De acordo com o presidente da Federação da Agricultura de Rondônia, Hélio Dias, essa redução de carga torna mais atraente para quem está de fora, comprar os produtos de Rondônia.

“O Estado, passa por um ciclo pecuário de grande produção de carne e venda de bezerro, nesse primeiro semestre deste ano. A produção se deu em razão de diversos fatores. Há três anos atrás, como estava pouco atrativo os preços da arroba do boi, houve uma retenção de fêmeas e de novilhas para a cria e nesta safra estamos tendo o fruto dessa contenção”, argumentou.

O presidente explica ainda, que nessa época havia um pouco mais de 13 milhões de cabeças de gado no Estado e que no último levantamento, se contabilizava um aumento significativo, passando para 16.2 milhões de acordo com dados da Agência de Defesa Sanitária Agrosilvopastoril de Rondônia (Idaron),realizado em de 31 de dezembro do ano passado.

“Houve um crescimento vertiginoso do nosso rebanho bovino e, associado a isso, neste momento de ciclo também está ocorrendo uma série de fatores combinados os quais podemos citar, entre estes, o baixo consumo de carne em Rondônia, no Brasil e no mundo, em razão da alta dos preços”.

Outro fator elencado por Hélio, seria o período pós- pandêmico que ocasionou o desemprego e a redução do poder aquisitivo de compra do consumidor.

“O setor agropecuário, ele é demandado pela lei da procura e da oferta. Quando se tem uma oferta grande, os frigoríficos aumentam a escala e reduzem os preços. No Brasil todo está ocorrendo isso, e em Rondônia é muito, mais, pois aqui é praticado o menor preço de carne do Brasil. Hoje é R$ 270 arroba do boi e 250 da vaca ou novilha”.

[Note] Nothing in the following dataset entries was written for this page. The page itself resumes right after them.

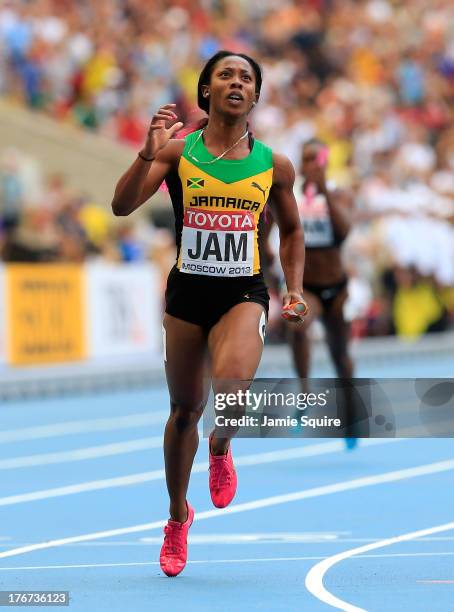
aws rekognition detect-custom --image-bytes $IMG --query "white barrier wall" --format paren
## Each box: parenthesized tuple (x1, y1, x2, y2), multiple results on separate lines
(86, 263, 162, 358)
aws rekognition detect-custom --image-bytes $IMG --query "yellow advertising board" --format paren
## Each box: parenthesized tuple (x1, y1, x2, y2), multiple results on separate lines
(6, 265, 86, 365)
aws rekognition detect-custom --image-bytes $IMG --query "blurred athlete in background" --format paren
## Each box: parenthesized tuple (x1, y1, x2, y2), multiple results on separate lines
(265, 138, 367, 447)
(291, 139, 352, 385)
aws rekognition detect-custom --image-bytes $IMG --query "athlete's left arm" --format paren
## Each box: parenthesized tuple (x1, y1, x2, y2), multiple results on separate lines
(324, 187, 353, 242)
(269, 153, 305, 308)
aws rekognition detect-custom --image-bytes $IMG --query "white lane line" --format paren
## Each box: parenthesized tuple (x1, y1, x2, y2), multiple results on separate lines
(417, 580, 454, 584)
(141, 532, 344, 544)
(2, 551, 454, 571)
(369, 552, 454, 558)
(0, 411, 168, 444)
(0, 558, 325, 571)
(231, 437, 398, 465)
(0, 437, 163, 470)
(0, 436, 398, 471)
(3, 541, 454, 550)
(0, 562, 159, 571)
(0, 410, 443, 446)
(305, 521, 454, 612)
(0, 438, 400, 506)
(0, 457, 453, 560)
(0, 473, 158, 507)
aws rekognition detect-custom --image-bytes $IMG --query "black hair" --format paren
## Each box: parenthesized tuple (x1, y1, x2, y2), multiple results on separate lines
(303, 137, 326, 150)
(197, 50, 262, 114)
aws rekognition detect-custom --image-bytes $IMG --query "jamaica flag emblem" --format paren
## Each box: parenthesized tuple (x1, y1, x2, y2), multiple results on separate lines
(187, 178, 205, 189)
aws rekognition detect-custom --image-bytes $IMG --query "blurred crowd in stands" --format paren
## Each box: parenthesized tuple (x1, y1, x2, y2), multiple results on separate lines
(1, 0, 454, 339)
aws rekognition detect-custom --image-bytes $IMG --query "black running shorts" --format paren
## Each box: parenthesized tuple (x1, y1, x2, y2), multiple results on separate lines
(165, 266, 269, 330)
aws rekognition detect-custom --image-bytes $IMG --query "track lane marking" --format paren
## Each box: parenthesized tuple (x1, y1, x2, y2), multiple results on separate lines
(0, 438, 164, 469)
(0, 456, 453, 561)
(0, 439, 400, 505)
(0, 412, 168, 444)
(2, 550, 454, 571)
(305, 521, 454, 611)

Hélio ressalta que o boi china, é o mais valorizado. Entretanto, o Estado não tem nenhum reflexo do preço desse animal, mas em São Paulo se paga R$ 320,00 a R$ 325,00 a cabeça. A diferença é de quase R$ 50 por arroba daqui para São Paulo, sendo que não gasta nem R$ 20,00 reais de logística para levar essa carne para o sul do país para exportação ou para o consumo interno dentro do próprio país, assegurou.

Ao avaliar a venda de bezerros, Hélio diz que estes eram comercializados  de R$ 2.600,00 até R$ 2.950.00 Hoje, os preços caíram entre R$ 2. 200,00 a 2,300,00 um bezerro branco, desmamado e em boas condições.

Para enfrentar a retração do sistema o presidente da Faperon, disse que procurou o Governador Marcos Rocha-União Brasil. Durante o Encontro com outras autoridades, foi colocada a necessidade de implementar algumas medidas, para a redução da carga tributária.

“O Governo atendeu o setor produtivo, reduzido de 12% para 4% a saída de bezerro macho, fêmea e boi curto. Então houve uma redução significativa e atrativo, esperamos os resultados que dentro de 60 dias e virão muitos compradores de vários lugares do Brasil”.

Também é aguardado pelo presidente da FAPERON, que os invernistas, fazendeiros ou seja grandes proprietários vendam a sua boiada e invistam na compra de bezerros fazendo a chamada reposição aproveitando a queda dos preços.

“Isso vai ser bom para o mercado, pois vai acontecer uma concorrência entre os compradores de fora e os internos,   naturais do Estado”.

Hélio revela que houve incentivo tributário para pequenos frigoríficos que antes tinham 65%de redução para quem abatia o boi  com osso e mandava para fora. “Hoje temos vários empresários exportando para grandes capitais brasileiras com a redução de 85%, na alíquota do ICMS. Eles vão pagar apenas 15% de tributos do valor da carga com os ossos. Muitos compradores fora do Estado”, concluiu.